Carrier fürchten zusätzliche Kosten durch Überwachungsverordnung

Neuer TKÜV-Entwurf geht Anbietern zu weit

20.08.2004

Der Verordnungsentwurf sieht unter anderem vor, dass die Polizei künftig bereits zur Vermeidung drohender Straftaten vorbeugend Abhörmaßnahmen anordnen kann. Die Befugnis hierzu wird gerade in zahlreichen Landespolizeigesetzen geschaffen. "Die Überwachungsverordnung regelt hierfür jetzt nur das Verfahren", erläutert Wolf Osthaus, TK-Spezialist beim Branchenverband Bitkom, "doch sollte dies Anlass sein, die ständige Ausweitung der TK-Überwachung auch öffentlich noch einmal kritisch zu hinterfragen."

Der Verband der Anbieter von Telekommunikations- und Mehrwertdiensten (VATM) befürchtet in diesem Zusammenhang einen Anstieg der Überwachungen, der "nicht hinnehmbar" sei. Um bis zu 20 Prozent, so die Interessenvertretung, könnten die Lauschaktivitäten zunehmen, was eine "erhebliche Kostenbelastung" für die TK-Unternehmen bedeuten würde.

Wie Osthaus erzählt, sollen diese zusätzlich dazu angehalten werden, schneller Auskünfte zu erteilen - insbesondere auch an Wochenenden.

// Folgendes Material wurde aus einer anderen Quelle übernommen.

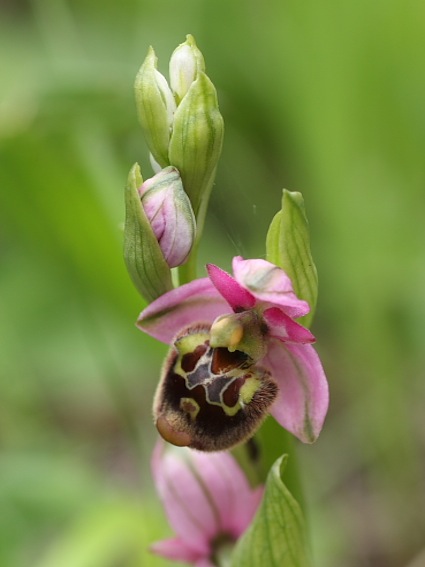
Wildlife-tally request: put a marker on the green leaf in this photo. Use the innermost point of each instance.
(142, 254)
(276, 537)
(288, 246)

Das bedeute ebenfalls eine Mehrbelastung, denn dazu müssten die Carrier mehr Personal einstellen.

Was wird überwacht?

Ein weiterer Kritikpunkt richtet sich gegen eine Änderung, die Überwachungen anstatt an Nummern künftig an Kennungen bindet. Hier befürchtet der Bitkom, dass damit ebenfalls eine Ausweitung der Überwachungstätigkeit angestrebt wird. Denkbar wäre beispielsweise, den Lauschangriff an die Mobilfunk-Endgerätenummer (International Mobile Equipment Identity = Imei) oder eine IP-Adresse zu koppeln. Das stehe nicht explizit im Entwurf, sei aber durchaus denkbar, so Osthaus, der diese Änderung als ein Beispiel für "Aushöhlungen" sieht, "deren Tragweite schwer zu erkennen ist".

Das betrifft auch die Forderung, den Aufenthaltspunkt einer Zielperson "mit größtmöglicher Genauigkeit" anzugeben. Eine Formulierung, die aus Sicht von Osthaus viel Raum für Interpretationen lässt. So sei es technisch möglich, mit Hilfe von Verfahren wie Triangulation präzisere Ortsangaben als bisher zu machen - bislang reichte die Nennung der jeweiligen Funkzelle aus. Die neue Technik stehe nicht explizit in dem Entwurf, erfordere gegebenenfalls aber zusätzlichen technischen Aufwand und damit weitere Kosten.

Viele ungeklärte Fragen

Während so einerseits viele Fragen neu aufgeworfen werden, bleiben andere Punkte nach wie vor ungeklärt. Beispielsweise ist noch immer kein standardisiertes Verfahren definiert, nach dem Richter Überwachungen anzuordnen haben. Doch noch ist das letzte Wort nicht gesprochen. Gegenwärtig findet ein Anhörungsverfahren zum TKÜV-Entwurf statt, in dessen Rahmen die Betroffenen aufgerufen sind, bis September ihren Kommentar abzugeben. "Wir hoffen auf die Bereitschaft zum Feinschliff", so Bitkom-Mann Osthaus. Die endgültige Entscheidung soll Ende des Jahres fallen.